Figure 3.  Quantitative proteomics identifies the deregulation of cholesterol biosynthesis induced by PD. (A–C) Differentially expressed proteins with fold change ≥ 1.5 and a P-value ≤ 0.05 were subjected to IPA analysis based on the PLGEM model (A), and the top canonical pathways are listed (B). Note that a cluster of PD-regulated proteins is involved in cholesterol biosynthesis (C). (D) Proteomics quantitative expression of SREBP associated-proteins is presented. (E–F) PD induces free cholesterol (D), and TG (E) increases markedly in HepG2 and Hep3B cells after 24 h and 48 h. Data (n = 3) are presented as mean ± SEM. ^*, P < 0.05; ^**, P < 0.01; ^***, P < 0.001 compared with control cells.

Cholesterol is necessary for cell cycle progression, and dysfunction causes arrest at different steps during the cycle. Previous studies have reported that an SREBP binding site in the promoter of the p21 gene has been detected, and the transient expression of nuclear SREBP causes the accumulation of p21, further reducing the expression of the CDK2 and CDK4 proteins and inducing the cell cycle in the G2/M phase^[9]. Berberine-modulated lipogenesis through the SCAP/SREBP-1 pathway induces cell cycle arrest and inhibits colon cancer cell growth^[10]. In the current study, we combined proteomics with bioinformatics analysis to determine whether PD induced G2/M phase arrest and suppressed the growth of liver cells via dysfunction of cholesterol biosynthesis. PD may be an effective method to disrupt cholesterol homeostasis during cancer treatment and should be further explored in the future.
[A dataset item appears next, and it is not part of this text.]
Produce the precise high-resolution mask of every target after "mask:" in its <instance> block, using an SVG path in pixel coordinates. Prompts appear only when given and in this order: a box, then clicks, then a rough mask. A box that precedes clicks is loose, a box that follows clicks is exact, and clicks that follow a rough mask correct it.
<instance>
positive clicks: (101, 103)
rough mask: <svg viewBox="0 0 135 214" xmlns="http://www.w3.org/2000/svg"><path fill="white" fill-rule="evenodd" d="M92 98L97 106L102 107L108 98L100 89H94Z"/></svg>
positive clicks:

The authors declare no conflicts of interest.

CHEN Yan Yan and WEN Shi Yuan conceived the study; CHEN Yan Yan performed the experiments; REN Cai Fang participated in the scientific discussion; CHEN Yan Yan and WEN Shi Yuan performed the data analyses and wrote the manuscript; CHEN Yan Yan revised the manuscript. All authors have contributed to the article and approved the submitted version.